The lights were on, and the yard light shone on the familiar black-and-white sign:
Wm. Cotter & Son, Building Contractors
Bldg. Materials, Paint, Lumber
Cement & Cinder Blocks
Lehigh Coal
His father’s Buick was parked beside the low clapboard office. Paint cracked and peeled on the office trim and on the sign; weather had warped and separated some of the clapboards, shooting the nails. Frost and rain had gullied the cinder driveway, and the old storage buildings sagged. But the huge padlock on the main gate was shiny, as were the tracks of the railroad siding that entered the yard beside the gate. All wood touched by hands was smooth and clean on gates. and railings.
Still scouting, although he had nothing to fear from his father, he went to the office window.

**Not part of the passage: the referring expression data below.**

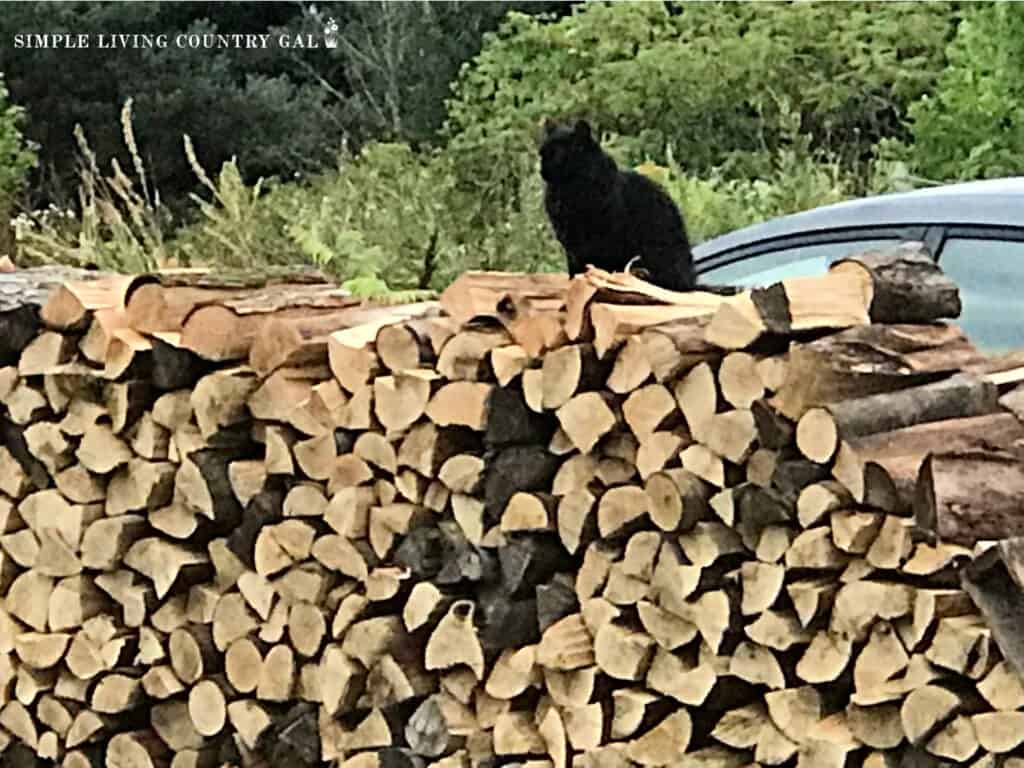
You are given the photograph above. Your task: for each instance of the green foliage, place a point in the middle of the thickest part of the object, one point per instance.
(120, 224)
(743, 112)
(719, 82)
(17, 157)
(973, 125)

His father sat at Bruce’s desk in the outer office, his large head cocked sideways in order to keep the smoke from his cigarette out of his eyes, staring with a puzzled, humorous expression at a sheaf of forms. In his brightly checked sport jacket, striped shirt and bow tie, his gray slacks with their thin and elegant folds, he seemed the personification of the adorned male—the pheasant cock, the bright strutter of his glaring virility. He was, John sadly knew, afraid, as any cock would be, of the two sons he must consider, alien as they were to his open nature, dark and silent weasels.